Viele Jugendliche erleben, dass sich das, was sie sich zutiefst wünschen, nicht kaufen lässt, auch wenn die Werbung das glauben lassen möchte. Die Jeans in einer bestimmten Marke schaffen noch nicht automatisch das Ansehen, das man so gerne hätte. Und die großen Verheißungen erfüllen sich nicht, indem die Taschengelderhöhung sofort in Computerspiele umgesetzt wird.

Vielleicht reicht es manchmal schon, einen Diskussionsraum zu schaffen, in dem auch die Enttäuschungen, die falschen Entscheidungen und die ganzen Unsicherheiten zur Sprache kommen können.

 

 

Samstag, 28.1.2006

Kinder gehören zur Kirche wie das Amen zum Gebet. Ein wichtiger Teil kirchlicher Arbeit mit Kindern sind die Angebote, die wir für die Ferien machen. Ich habe es immer sehr bedauert, dass meine Kinder sich diesen Freizeiten entzogen haben. Dabei wäre es Abenteuerurlaub pur gewesen. Auf der Burg Finstergrün, als Ritter oder Burgfräulein ein paar abenteuerliche Tage mit anderen Kindern zu verbringen, das fanden viele gleichaltrige Freunde unserer Kinder super. Auf alle Fälle viel interessanter, als mit den Eltern im Urlaub durch Kirchen und Museen zu pilgern. Unsere Kinder machten lieber das Erwachsenenprogramm mit, allerdings nicht ohne sich hinterher jedes Mal zu beschweren, dass es langweilig gewesen sei.

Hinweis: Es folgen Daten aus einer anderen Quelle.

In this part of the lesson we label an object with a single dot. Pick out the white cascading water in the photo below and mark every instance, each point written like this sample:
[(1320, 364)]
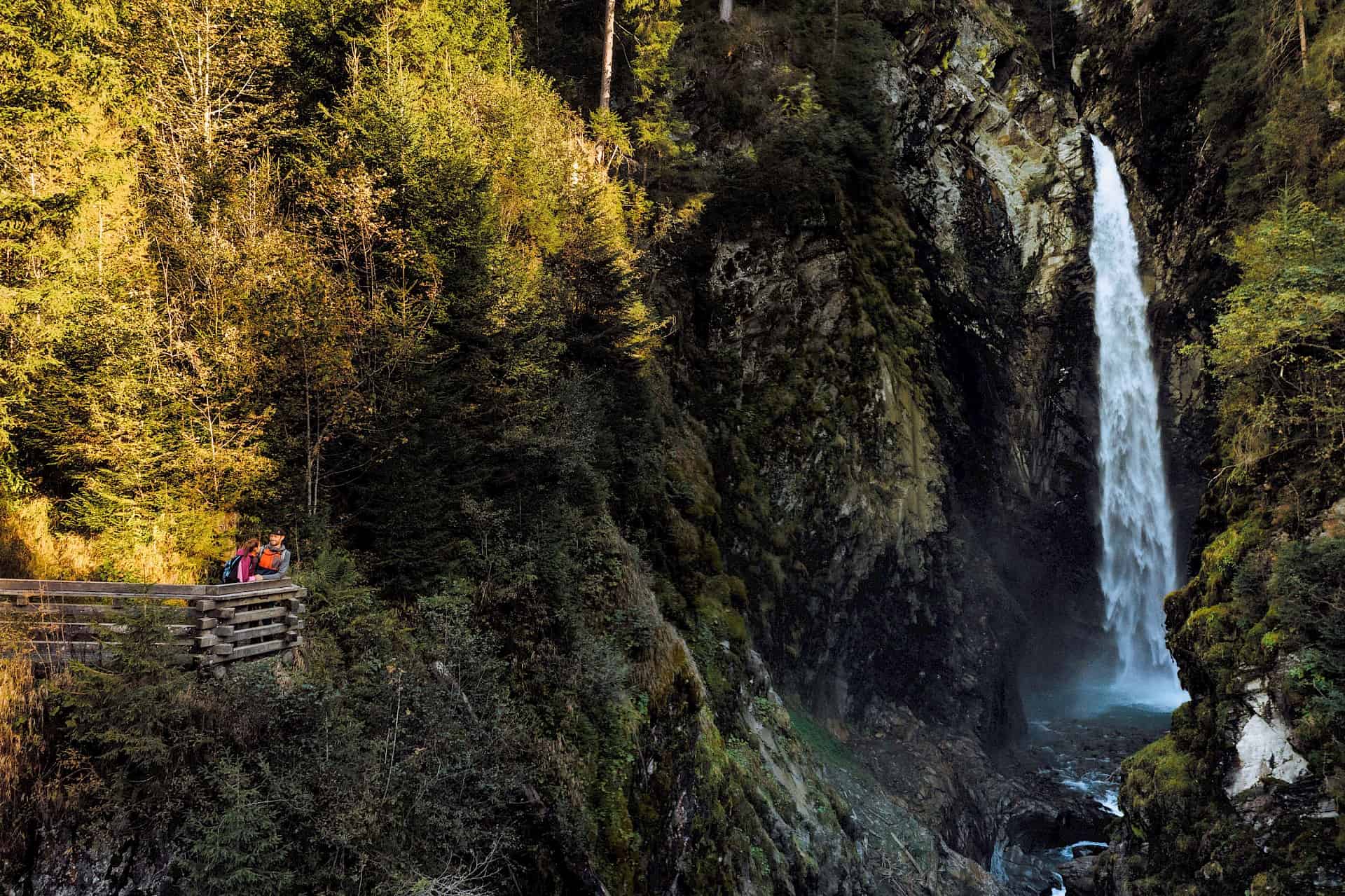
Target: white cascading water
[(1138, 565)]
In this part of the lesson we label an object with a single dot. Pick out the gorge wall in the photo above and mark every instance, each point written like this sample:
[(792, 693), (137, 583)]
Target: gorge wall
[(783, 588)]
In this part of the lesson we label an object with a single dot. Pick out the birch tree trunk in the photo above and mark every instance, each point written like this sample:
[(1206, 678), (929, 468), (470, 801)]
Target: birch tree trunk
[(1302, 34), (605, 97)]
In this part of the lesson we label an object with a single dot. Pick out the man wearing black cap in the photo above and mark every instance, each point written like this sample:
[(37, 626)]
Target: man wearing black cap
[(273, 561)]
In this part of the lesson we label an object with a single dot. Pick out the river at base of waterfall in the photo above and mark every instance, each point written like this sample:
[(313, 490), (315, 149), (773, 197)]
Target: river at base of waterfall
[(1083, 751)]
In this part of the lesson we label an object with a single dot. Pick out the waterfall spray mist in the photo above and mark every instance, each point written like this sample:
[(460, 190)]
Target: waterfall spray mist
[(1138, 564)]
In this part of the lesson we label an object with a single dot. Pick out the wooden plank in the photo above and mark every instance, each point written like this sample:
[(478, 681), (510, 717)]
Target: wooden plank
[(257, 596), (258, 615), (89, 652), (258, 650), (34, 612), (253, 633), (69, 628), (248, 603)]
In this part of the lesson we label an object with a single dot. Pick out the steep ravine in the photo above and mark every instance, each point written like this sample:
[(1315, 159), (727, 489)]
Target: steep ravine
[(906, 517)]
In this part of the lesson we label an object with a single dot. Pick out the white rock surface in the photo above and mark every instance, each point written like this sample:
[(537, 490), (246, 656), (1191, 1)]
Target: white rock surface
[(1263, 748)]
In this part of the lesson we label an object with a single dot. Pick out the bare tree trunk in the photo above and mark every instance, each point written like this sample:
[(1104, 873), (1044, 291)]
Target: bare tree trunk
[(605, 97), (1302, 35), (836, 32), (1051, 11)]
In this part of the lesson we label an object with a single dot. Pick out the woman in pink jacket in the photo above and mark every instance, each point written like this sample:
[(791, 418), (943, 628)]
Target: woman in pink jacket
[(248, 558)]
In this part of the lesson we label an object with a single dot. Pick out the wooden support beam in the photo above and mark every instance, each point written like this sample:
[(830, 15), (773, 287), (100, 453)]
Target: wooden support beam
[(258, 615), (258, 650), (253, 633)]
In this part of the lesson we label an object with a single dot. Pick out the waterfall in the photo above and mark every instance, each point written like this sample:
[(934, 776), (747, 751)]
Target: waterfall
[(1138, 564)]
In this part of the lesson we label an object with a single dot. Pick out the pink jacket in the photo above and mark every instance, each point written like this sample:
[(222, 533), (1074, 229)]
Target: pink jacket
[(248, 565)]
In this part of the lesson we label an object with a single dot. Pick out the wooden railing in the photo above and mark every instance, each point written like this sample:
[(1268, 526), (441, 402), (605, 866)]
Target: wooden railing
[(206, 625)]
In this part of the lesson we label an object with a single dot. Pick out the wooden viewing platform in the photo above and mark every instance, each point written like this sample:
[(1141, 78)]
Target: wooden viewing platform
[(207, 625)]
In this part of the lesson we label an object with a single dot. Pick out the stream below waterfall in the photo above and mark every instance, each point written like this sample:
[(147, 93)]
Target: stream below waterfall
[(1084, 755)]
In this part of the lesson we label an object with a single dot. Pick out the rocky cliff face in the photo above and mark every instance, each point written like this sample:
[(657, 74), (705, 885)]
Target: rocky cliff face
[(892, 490), (1229, 799), (900, 506)]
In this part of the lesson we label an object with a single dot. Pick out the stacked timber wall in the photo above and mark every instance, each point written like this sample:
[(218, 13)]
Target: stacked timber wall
[(205, 625)]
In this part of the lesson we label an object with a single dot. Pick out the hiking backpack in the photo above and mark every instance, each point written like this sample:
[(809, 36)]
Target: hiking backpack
[(230, 572)]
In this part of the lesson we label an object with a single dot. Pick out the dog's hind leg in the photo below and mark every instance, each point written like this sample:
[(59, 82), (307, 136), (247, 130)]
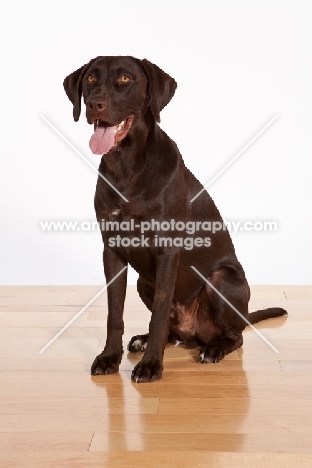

Manchmal wollen Kinder einfach nicht so, wie wir Eltern wollen. Das ist bei Pfarrerskindern nicht anders. Unsere Kinder haben in der Kirche geschlafen, haben beim Kindergottesdienst gestreikt, haben nach der Konfirmation eine Erholungspause von der Kirche eingelegt. Kinder gehören zur Kirche wie das Amen zum Gebet. Das ist meine Überzeugung, die sich aber nicht immer mit der Meinung meiner Kinder deckte. Manchmal bin ich mit meinen Vorstellungen einfach gescheitert. Dann blieb mir nichts anderes übrig, als es das nächste Mal wieder zu versuchen und mein streikendes Kind in der Zwischenzeit trotzdem in Gottes Liebe geborgen zu wissen.